In November 2006, Air Force Maj. Troy Gilbert recorded Christmas wishes and Bible verses for his wife and five children. He told them he would be home soon.
The video and his Christmas presents arrived a few days later — the same day casualty officers brought news of Gilbert's death outside Baghdad.
His Fort Worth-made F-16 hit the ground as he swooped low to protect Americans under fire. The act saved many lives and earned the Texas Tech graduate the Distinguished Flying Cross with Valor.
"They say he was very calm. He told this young man on the ground, 'I will not leave you,'" said the pilot's mother, Kaye Gilbert.
That makes it even harder for his family to accept that Troy Gilbert's remains were left behind when U.S. troops ended their mission in Iraq at the end of last year.
"Our hopes left with the troops when they left Iraq. So it was then we started questioning it," said Rhonda Jimmerson, Maj. Gilbert's sister, who now lives in Arlington.
After American forces pulled out, military mortuary affairs officials told the family there would be no more searches. Maj. Gilbert was officially "accounted for" because a tiny bit of identifiable issue was recovered from the cockpit and interred at Arlington National Cemetery.
The problem is, the Gilberts know the airman's body survived intact, because insurgents removed it from the crash site. Nearly a year later, they used his exhumed corpse in a ghastly propaganda video.
In a News 8 report earlier this month, Kaye Gilbert made an emotional plea: "Since my son is partially in the ground in Arlington — one or two inches maybe, but 99 percent is still in the ground over there — and please, please, help us get him home."
The pain... and the plea... touched the highest levels of the Pentagon. Less than two weeks after our story was broadcast, officials notified the family that Secretary of the Air Force Michael Donley is stepping in.
He asked an Undersecretary of Defense for an exception to policy to allow a proactive search, writing that Maj. Gilbert's family deserves "nothing less than our best effort to recover his remains..."
"This is moving mountains," Rhonda Jimmerson said, letting herself smile at the news. She said her mother cried.
Maj.
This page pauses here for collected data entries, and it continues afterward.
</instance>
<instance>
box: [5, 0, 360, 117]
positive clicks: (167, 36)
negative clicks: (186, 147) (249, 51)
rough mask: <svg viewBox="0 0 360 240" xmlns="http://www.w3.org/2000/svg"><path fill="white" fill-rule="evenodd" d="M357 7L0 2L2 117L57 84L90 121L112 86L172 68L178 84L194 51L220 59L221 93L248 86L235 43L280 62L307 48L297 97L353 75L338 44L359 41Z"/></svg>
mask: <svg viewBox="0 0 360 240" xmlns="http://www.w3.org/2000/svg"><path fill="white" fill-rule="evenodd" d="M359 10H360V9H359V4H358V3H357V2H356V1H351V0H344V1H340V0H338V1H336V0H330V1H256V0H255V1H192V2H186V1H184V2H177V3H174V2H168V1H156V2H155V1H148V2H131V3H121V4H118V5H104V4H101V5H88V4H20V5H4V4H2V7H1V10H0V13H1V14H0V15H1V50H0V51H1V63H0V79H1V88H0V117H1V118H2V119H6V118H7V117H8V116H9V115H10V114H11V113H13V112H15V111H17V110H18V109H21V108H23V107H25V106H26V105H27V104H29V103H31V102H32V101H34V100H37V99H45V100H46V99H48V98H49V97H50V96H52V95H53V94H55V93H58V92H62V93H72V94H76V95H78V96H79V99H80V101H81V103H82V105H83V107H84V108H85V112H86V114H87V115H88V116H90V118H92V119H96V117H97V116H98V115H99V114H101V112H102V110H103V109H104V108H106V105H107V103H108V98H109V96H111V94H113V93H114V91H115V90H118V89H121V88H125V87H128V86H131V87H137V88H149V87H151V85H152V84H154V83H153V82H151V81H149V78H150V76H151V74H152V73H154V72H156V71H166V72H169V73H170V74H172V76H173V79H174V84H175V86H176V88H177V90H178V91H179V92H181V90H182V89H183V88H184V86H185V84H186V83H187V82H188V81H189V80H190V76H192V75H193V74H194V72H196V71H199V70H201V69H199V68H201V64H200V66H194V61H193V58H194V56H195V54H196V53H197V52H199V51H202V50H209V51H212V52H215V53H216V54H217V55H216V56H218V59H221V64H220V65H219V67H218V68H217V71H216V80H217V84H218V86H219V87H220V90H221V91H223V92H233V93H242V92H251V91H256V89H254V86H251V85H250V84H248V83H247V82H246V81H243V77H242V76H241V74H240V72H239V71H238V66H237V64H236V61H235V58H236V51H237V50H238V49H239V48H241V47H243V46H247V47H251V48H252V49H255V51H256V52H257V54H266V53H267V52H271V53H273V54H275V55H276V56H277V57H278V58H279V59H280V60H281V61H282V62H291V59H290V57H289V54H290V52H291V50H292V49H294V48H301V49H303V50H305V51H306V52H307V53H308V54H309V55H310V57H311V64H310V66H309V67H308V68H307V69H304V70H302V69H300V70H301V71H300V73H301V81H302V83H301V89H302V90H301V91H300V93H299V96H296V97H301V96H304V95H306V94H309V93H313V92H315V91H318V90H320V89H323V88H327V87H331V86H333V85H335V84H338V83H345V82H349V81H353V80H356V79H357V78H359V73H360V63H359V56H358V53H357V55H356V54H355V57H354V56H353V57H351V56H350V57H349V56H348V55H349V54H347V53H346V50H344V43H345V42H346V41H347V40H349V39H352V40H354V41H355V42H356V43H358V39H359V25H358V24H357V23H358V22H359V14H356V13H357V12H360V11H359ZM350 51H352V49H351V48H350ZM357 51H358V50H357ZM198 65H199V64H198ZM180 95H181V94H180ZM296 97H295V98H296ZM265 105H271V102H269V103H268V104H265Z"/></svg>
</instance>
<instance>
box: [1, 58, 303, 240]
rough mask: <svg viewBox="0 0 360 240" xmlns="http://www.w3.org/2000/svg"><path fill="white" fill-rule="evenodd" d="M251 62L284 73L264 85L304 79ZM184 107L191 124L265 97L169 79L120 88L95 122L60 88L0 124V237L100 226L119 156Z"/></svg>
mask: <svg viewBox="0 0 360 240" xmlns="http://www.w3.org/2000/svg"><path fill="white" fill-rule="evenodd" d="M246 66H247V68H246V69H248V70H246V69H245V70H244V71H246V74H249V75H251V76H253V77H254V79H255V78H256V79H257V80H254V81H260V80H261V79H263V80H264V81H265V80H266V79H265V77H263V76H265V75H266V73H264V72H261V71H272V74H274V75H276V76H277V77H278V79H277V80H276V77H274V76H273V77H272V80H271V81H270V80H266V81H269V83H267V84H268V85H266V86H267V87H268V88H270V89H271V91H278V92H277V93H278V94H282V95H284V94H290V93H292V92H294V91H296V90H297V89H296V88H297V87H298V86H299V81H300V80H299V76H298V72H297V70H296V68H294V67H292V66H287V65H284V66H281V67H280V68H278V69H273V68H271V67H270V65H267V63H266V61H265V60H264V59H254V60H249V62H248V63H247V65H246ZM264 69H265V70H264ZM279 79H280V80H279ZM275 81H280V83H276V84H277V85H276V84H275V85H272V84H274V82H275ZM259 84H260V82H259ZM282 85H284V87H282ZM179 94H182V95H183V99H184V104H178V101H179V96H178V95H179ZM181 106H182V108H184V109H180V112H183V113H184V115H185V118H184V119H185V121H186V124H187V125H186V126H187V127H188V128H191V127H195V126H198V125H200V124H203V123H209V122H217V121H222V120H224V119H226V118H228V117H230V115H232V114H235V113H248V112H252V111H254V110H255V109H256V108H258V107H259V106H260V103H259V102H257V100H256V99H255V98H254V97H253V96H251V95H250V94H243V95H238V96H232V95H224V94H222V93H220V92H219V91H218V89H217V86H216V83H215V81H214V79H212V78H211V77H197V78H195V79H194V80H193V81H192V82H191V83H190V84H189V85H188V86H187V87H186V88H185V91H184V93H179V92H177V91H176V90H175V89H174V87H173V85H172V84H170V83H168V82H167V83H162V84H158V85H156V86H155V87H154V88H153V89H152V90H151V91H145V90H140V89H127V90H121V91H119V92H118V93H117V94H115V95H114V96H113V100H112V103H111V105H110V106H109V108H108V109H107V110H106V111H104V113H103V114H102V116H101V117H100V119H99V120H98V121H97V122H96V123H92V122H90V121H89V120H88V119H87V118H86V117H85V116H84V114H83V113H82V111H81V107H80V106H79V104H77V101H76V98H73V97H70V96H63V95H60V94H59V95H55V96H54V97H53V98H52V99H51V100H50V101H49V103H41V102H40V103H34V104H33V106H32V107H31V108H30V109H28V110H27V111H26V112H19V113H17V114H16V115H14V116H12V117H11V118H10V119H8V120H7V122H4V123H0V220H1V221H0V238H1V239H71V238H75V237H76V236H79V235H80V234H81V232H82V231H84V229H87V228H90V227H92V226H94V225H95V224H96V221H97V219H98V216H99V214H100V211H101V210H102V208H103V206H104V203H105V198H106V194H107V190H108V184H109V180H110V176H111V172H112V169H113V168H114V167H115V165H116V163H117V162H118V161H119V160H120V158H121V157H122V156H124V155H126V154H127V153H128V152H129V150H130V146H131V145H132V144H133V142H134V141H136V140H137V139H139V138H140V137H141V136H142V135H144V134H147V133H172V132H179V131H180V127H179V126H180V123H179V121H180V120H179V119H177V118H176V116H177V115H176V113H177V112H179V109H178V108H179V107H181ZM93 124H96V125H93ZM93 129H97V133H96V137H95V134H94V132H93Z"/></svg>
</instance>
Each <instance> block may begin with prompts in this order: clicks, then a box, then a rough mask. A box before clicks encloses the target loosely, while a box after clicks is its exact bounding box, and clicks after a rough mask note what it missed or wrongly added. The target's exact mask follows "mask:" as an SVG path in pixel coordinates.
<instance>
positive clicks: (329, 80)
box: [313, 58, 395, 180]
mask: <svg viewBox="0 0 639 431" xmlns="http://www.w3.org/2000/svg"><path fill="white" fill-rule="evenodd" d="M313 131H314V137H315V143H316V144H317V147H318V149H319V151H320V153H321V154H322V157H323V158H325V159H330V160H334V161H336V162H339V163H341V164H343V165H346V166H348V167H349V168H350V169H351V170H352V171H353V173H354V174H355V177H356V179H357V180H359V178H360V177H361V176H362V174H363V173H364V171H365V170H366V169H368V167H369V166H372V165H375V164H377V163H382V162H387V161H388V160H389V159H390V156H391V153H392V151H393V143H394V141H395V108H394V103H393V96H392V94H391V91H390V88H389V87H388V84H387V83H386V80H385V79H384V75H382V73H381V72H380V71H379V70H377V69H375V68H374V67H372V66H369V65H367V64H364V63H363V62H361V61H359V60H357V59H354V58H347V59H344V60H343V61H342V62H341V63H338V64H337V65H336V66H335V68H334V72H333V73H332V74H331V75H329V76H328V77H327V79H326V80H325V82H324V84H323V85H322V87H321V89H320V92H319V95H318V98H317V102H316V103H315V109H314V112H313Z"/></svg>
Gilbert's dad spent more than two decades in the Air Force. Kaye Gilbert was an Air Force secretary.
"This brought hope back to our family," Jimmerson said. "And that's what we were looking for... being able to look at tomorrow and know that they're looking... know that maybe one day, he's going to come home."
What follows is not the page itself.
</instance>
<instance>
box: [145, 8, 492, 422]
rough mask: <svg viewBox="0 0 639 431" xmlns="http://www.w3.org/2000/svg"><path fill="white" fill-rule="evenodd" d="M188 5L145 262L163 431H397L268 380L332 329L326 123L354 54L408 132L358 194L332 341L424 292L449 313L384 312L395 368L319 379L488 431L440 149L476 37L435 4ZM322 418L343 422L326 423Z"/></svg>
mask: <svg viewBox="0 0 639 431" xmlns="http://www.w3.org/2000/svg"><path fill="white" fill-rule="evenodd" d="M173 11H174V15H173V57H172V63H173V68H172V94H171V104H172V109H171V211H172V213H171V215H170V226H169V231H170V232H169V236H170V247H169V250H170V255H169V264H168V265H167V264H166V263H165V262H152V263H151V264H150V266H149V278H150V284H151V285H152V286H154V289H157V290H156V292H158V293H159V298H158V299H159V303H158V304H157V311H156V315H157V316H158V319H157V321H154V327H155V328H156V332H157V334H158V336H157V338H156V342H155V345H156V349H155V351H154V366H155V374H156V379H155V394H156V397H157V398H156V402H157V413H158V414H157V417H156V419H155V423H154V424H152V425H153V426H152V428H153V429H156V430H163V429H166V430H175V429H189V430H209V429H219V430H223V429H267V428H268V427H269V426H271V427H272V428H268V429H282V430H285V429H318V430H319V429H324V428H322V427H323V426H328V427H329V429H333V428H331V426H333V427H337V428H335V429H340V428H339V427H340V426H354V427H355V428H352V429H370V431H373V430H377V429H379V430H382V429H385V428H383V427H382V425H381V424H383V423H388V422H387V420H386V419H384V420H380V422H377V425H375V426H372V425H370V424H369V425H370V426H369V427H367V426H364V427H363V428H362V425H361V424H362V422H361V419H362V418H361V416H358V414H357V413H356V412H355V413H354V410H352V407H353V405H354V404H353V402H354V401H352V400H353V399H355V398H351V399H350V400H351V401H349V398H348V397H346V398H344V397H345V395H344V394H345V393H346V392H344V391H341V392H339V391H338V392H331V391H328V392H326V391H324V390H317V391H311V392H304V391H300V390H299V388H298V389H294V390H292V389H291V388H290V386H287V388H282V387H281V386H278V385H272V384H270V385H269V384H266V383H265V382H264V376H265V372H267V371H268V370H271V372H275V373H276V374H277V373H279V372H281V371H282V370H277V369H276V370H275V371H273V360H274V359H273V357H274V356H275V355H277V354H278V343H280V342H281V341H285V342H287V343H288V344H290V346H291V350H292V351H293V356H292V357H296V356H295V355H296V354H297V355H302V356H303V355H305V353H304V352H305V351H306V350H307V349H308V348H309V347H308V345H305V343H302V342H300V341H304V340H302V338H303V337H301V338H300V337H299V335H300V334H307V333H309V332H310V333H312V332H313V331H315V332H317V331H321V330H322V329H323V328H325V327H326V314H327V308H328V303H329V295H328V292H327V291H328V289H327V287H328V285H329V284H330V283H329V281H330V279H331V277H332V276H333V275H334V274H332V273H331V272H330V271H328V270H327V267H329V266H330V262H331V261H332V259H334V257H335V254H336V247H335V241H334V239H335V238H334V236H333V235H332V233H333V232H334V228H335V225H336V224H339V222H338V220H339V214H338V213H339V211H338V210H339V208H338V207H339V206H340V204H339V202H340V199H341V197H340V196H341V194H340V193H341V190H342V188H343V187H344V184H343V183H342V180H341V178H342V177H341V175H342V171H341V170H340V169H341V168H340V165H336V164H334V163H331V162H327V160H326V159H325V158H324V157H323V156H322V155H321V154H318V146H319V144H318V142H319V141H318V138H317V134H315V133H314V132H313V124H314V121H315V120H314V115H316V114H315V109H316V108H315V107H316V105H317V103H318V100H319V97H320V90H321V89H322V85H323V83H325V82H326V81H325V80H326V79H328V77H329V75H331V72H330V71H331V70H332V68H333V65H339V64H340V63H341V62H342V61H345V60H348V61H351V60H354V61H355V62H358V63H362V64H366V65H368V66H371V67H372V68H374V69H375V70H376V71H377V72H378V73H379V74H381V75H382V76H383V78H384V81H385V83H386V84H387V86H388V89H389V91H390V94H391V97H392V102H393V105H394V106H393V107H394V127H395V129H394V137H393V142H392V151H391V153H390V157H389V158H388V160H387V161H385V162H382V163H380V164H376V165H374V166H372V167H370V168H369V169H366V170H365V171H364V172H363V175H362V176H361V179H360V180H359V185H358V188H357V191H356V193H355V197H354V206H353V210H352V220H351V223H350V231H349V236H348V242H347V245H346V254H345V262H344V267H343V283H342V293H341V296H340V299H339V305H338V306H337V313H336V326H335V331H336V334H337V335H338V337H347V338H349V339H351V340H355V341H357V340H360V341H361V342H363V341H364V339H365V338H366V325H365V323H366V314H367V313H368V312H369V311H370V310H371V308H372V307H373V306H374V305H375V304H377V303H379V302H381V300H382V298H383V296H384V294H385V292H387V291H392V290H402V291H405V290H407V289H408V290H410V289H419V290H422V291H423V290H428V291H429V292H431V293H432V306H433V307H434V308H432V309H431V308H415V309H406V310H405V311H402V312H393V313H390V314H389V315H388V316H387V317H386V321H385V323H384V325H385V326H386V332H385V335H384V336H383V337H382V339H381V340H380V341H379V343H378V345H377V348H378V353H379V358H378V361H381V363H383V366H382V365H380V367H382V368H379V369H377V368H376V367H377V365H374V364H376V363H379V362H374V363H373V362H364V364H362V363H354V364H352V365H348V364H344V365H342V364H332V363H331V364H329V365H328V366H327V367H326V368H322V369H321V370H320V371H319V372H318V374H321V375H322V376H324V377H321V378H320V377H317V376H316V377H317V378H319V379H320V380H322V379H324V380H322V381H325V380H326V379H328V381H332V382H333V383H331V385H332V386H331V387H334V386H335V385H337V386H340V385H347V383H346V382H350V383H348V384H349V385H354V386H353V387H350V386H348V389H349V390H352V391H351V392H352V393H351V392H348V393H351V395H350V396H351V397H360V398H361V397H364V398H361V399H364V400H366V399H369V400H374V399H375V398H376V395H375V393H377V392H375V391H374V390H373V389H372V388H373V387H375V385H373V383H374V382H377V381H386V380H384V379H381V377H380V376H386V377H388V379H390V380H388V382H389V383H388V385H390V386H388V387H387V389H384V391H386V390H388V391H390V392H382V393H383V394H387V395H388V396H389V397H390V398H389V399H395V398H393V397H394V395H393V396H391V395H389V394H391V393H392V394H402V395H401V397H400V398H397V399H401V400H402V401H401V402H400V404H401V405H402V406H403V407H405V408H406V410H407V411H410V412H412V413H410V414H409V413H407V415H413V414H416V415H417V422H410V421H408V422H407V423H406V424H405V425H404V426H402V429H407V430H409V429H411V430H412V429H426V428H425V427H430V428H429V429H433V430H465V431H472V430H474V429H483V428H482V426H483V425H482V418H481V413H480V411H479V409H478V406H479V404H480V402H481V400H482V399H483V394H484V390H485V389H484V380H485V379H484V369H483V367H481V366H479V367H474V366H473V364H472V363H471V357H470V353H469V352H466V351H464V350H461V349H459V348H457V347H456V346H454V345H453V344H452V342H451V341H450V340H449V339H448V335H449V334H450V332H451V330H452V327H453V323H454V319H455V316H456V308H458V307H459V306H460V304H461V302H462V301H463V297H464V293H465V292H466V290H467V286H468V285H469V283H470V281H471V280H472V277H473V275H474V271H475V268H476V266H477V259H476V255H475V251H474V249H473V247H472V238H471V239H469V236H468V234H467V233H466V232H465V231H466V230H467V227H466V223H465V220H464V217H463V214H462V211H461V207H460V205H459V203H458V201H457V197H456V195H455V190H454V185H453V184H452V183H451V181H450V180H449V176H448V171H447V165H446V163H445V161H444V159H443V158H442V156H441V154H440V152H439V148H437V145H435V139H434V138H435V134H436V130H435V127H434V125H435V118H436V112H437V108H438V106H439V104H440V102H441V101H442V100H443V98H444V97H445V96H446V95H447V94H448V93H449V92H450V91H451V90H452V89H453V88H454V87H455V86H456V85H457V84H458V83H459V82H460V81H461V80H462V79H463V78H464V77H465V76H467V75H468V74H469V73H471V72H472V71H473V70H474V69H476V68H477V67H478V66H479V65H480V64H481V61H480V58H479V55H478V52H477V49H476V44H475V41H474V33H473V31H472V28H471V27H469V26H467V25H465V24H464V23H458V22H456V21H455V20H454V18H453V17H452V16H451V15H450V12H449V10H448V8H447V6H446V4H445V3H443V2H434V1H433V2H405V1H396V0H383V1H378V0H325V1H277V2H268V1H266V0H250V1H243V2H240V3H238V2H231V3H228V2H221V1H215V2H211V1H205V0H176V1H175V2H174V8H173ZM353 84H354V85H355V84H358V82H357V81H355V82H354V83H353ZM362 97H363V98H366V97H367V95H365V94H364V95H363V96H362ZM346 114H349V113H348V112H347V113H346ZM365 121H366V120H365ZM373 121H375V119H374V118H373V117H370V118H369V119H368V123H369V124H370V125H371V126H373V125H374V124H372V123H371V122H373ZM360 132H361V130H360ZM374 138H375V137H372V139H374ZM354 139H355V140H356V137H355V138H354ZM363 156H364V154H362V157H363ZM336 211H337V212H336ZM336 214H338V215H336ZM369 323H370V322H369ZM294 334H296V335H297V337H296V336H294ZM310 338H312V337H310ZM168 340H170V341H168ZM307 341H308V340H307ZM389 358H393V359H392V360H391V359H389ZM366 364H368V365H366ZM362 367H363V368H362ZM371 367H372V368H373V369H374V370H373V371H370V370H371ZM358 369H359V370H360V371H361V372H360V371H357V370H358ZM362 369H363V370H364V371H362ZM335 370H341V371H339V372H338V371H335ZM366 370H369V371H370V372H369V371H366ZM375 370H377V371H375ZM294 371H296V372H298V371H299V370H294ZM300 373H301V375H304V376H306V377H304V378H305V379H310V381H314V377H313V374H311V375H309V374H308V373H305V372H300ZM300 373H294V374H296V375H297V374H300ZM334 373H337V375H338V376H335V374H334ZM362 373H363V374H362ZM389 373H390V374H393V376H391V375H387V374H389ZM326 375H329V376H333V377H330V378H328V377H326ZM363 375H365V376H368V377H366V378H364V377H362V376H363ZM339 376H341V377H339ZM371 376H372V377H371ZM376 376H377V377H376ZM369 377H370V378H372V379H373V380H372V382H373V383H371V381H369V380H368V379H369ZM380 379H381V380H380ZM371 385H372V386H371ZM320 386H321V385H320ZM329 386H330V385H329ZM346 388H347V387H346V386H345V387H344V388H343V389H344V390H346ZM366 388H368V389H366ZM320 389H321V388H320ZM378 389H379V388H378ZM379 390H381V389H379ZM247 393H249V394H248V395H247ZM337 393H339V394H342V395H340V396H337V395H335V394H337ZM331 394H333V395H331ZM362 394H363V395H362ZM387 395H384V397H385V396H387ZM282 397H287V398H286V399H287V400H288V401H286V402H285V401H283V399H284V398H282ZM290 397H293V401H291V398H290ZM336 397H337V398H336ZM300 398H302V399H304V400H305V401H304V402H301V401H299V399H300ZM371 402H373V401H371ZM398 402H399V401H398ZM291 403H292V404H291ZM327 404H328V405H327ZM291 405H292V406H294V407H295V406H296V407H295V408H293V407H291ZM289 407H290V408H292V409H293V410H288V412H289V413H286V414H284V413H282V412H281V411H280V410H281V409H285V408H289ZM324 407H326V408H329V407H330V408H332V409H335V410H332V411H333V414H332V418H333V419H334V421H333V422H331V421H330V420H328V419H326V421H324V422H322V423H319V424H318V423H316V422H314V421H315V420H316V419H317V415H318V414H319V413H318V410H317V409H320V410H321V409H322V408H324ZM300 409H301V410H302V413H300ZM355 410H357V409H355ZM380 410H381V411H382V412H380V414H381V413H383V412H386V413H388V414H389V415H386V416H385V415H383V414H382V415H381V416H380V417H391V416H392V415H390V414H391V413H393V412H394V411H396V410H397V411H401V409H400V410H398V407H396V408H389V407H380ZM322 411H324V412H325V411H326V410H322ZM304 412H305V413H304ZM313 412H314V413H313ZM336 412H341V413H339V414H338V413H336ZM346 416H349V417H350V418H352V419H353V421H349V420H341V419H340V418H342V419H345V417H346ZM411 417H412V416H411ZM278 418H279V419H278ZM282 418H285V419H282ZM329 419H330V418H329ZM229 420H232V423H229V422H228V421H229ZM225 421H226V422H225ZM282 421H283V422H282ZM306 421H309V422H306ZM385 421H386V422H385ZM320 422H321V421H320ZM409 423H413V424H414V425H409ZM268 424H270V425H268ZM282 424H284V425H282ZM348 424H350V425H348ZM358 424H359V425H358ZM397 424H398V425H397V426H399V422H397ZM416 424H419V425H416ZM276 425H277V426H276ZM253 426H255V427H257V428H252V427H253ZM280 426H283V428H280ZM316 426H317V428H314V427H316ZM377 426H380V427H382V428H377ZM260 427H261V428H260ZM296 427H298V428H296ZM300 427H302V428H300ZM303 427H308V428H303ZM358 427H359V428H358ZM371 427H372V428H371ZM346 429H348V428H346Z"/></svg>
Others heard the Gilberts' plea, too.
Members of Congress launched inquiries. And Iraq war vets physically searched for Major Gilbert almost until the day U.S. troops departed the country in December.
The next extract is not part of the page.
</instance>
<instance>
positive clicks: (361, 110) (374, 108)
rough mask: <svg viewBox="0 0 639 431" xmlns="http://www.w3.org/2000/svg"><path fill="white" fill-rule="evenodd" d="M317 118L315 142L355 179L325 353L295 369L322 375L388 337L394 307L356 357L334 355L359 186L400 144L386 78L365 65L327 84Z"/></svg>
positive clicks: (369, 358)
"A young man who was in the military, he said three months ago he spent three days digging at a location," Jimmerson said, clearly moved by the efforts made to find her brother's body.
She said the family understands that Iraq may still be too dangerous to search again soon. She added, however, it is comforting to hear that what can be done will be done to bring Maj. Troy Gilbert home to Texas.